The authors use a jury of frontier models to evaluate the performance of finetuned models against their initial counterparts across multiple domains. Results show that the finetuned models consistently outperform the initial models, with win rates ranging from 51.8% to 88.0% depending on the model and domain, and average scores that are higher for the finetuned models in all cases.

The authors compare the performance of trained and reference model outputs using three frontier LLMs as judges. Results show that the trained model outputs achieve higher agreement (Agr) and recall (H=1) across all judges compared to the reference model outputs, with the Gemini-2.5-Pro judge showing the highest performance for both sets. The LLM consensus scores are slightly lower than the individual judges' scores, indicating moderate agreement among the judges.

The authors use human expert annotations to evaluate the quality of research plans generated by a finetuned model compared to an initial model. Results show that the finetuned model's plans are preferred by experts in 70.0% of annotations, with a statistically significant improvement in overall scores (7.89 vs. 7.31 out of 10). The finetuned model also satisfies more rubric items (79.8% vs. 73.8%), indicating higher plan quality across multiple criteria.

The authors use a reinforcement learning framework with self-generated rewards to finetune language models for generating research plans, comparing the initial Qwen-3-30B model to its finetuned variants across ML, ArXiv, and medical domains. Results show that the finetuned models consistently outperform the initial model in automated evaluations, with domain-specific finetuning leading to significant improvements and cross-domain generalization, particularly in the medical domain.

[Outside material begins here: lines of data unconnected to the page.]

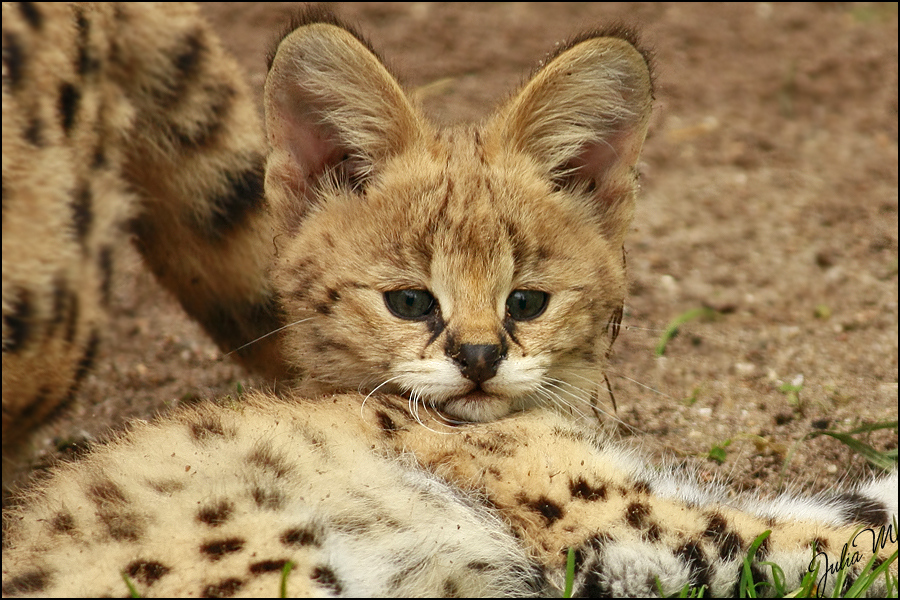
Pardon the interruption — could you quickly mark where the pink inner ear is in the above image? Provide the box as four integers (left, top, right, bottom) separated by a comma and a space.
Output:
271, 105, 346, 189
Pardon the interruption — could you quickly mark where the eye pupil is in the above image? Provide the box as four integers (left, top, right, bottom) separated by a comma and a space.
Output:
384, 290, 436, 320
506, 290, 550, 321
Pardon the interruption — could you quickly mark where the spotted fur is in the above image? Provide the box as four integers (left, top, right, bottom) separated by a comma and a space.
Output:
3, 394, 897, 597
3, 2, 283, 464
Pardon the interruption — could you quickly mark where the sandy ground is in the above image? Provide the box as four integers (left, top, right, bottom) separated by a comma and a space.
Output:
8, 2, 898, 500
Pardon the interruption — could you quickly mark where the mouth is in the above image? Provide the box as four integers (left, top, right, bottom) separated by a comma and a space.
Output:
436, 388, 511, 423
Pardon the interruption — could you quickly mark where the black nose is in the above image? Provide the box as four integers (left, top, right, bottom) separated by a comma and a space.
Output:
450, 344, 506, 383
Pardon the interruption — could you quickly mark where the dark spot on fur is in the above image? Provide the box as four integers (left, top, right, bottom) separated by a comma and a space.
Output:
441, 579, 460, 598
527, 496, 564, 525
125, 560, 171, 585
634, 480, 650, 494
50, 511, 75, 533
203, 577, 244, 598
203, 157, 265, 240
97, 246, 113, 307
72, 184, 94, 246
675, 542, 710, 587
190, 416, 225, 442
625, 502, 650, 529
703, 513, 728, 540
280, 527, 322, 548
716, 531, 744, 560
247, 443, 291, 478
200, 537, 247, 561
197, 500, 234, 527
3, 289, 34, 352
63, 293, 81, 343
18, 2, 44, 29
569, 477, 606, 502
250, 559, 288, 575
59, 83, 81, 136
375, 410, 402, 436
3, 569, 50, 597
837, 492, 888, 527
87, 480, 128, 509
310, 567, 344, 595
252, 486, 284, 510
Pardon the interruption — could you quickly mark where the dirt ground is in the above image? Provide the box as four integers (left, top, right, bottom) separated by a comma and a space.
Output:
10, 2, 898, 500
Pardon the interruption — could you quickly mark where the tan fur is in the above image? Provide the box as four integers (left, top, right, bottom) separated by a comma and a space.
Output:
266, 24, 651, 421
3, 5, 897, 597
3, 3, 286, 464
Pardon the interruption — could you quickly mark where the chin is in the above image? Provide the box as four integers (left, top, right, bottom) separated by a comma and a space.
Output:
435, 393, 513, 423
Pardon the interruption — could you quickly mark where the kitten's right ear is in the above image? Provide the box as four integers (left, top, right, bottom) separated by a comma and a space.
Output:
265, 22, 421, 214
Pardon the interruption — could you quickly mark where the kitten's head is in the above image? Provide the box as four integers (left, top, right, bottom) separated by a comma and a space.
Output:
266, 12, 651, 421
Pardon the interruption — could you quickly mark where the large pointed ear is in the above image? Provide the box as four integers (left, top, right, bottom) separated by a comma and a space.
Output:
265, 22, 421, 220
490, 30, 653, 245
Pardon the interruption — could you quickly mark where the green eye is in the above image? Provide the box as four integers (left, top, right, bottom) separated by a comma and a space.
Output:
506, 290, 550, 321
384, 290, 437, 321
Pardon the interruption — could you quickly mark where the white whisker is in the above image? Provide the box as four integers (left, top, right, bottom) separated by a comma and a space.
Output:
222, 317, 315, 358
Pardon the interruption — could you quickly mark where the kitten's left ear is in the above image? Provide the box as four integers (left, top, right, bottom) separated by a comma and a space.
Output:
489, 31, 653, 245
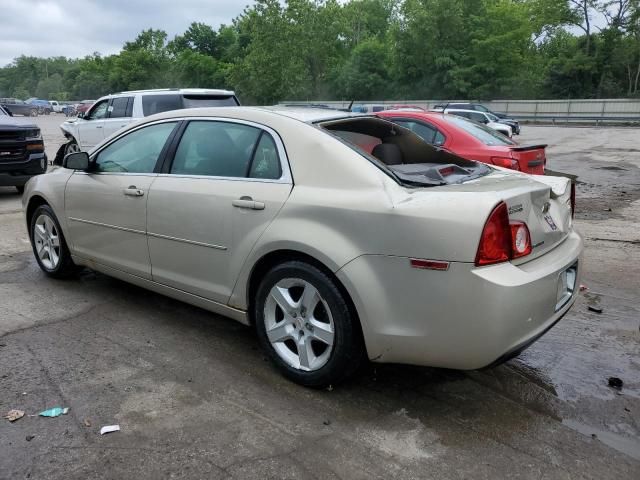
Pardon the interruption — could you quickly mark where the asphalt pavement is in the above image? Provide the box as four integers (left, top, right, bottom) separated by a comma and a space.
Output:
0, 115, 640, 480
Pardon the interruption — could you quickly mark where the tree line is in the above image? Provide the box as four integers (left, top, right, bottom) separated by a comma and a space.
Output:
0, 0, 640, 104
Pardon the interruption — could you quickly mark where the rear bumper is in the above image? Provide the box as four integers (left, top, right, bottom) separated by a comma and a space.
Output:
338, 232, 583, 370
0, 153, 47, 187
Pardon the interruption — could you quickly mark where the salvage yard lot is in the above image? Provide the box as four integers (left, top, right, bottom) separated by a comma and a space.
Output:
0, 116, 640, 479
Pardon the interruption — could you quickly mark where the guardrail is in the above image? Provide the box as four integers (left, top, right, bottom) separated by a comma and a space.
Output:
280, 98, 640, 125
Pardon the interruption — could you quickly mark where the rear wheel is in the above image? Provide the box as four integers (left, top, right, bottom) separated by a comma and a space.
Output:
29, 205, 77, 278
253, 261, 364, 387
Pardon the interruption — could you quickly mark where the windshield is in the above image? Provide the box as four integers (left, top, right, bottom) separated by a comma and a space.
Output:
444, 115, 516, 146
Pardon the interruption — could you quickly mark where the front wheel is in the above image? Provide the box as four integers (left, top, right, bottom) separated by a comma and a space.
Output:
253, 261, 364, 387
29, 205, 77, 278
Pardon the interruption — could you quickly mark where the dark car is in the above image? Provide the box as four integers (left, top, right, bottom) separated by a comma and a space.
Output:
25, 97, 53, 115
0, 108, 47, 193
433, 102, 520, 135
0, 98, 38, 117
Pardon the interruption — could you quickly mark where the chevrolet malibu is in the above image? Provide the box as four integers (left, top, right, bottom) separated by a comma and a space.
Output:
23, 107, 583, 386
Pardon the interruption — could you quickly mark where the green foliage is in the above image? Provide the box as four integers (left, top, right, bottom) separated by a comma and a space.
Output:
0, 0, 640, 104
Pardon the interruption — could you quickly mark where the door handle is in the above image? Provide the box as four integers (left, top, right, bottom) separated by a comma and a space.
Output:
122, 185, 144, 197
231, 196, 264, 210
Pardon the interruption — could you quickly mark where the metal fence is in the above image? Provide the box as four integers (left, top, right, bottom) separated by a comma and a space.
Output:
280, 98, 640, 124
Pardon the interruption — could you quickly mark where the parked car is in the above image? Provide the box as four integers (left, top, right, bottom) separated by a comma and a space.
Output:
49, 100, 62, 113
23, 107, 583, 386
0, 98, 38, 117
60, 88, 240, 153
0, 107, 47, 193
433, 102, 520, 135
378, 111, 547, 175
75, 100, 96, 115
25, 98, 53, 115
444, 108, 513, 138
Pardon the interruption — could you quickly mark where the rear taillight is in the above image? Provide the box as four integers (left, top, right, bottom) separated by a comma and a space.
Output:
491, 157, 520, 170
475, 202, 532, 267
570, 181, 576, 218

The authors use a validation set and a stronger language model, Claude-4-Sonnet, to determine the optimal stopping step for training, selecting the checkpoint that achieves the best performance on the validation set. The table shows that the stopping step varies by model and finetuning domain, with the Qwen-3-30B model finetuned for ML and ArXiv tasks stopping at step 100, while the PubMed finetune stops at step 140. For the Qwen-3-4B model, the stopping step is 200 for ML finetuning and 100 for the SFT and RL variants, indicating that the optimal training duration depends on the specific model and task.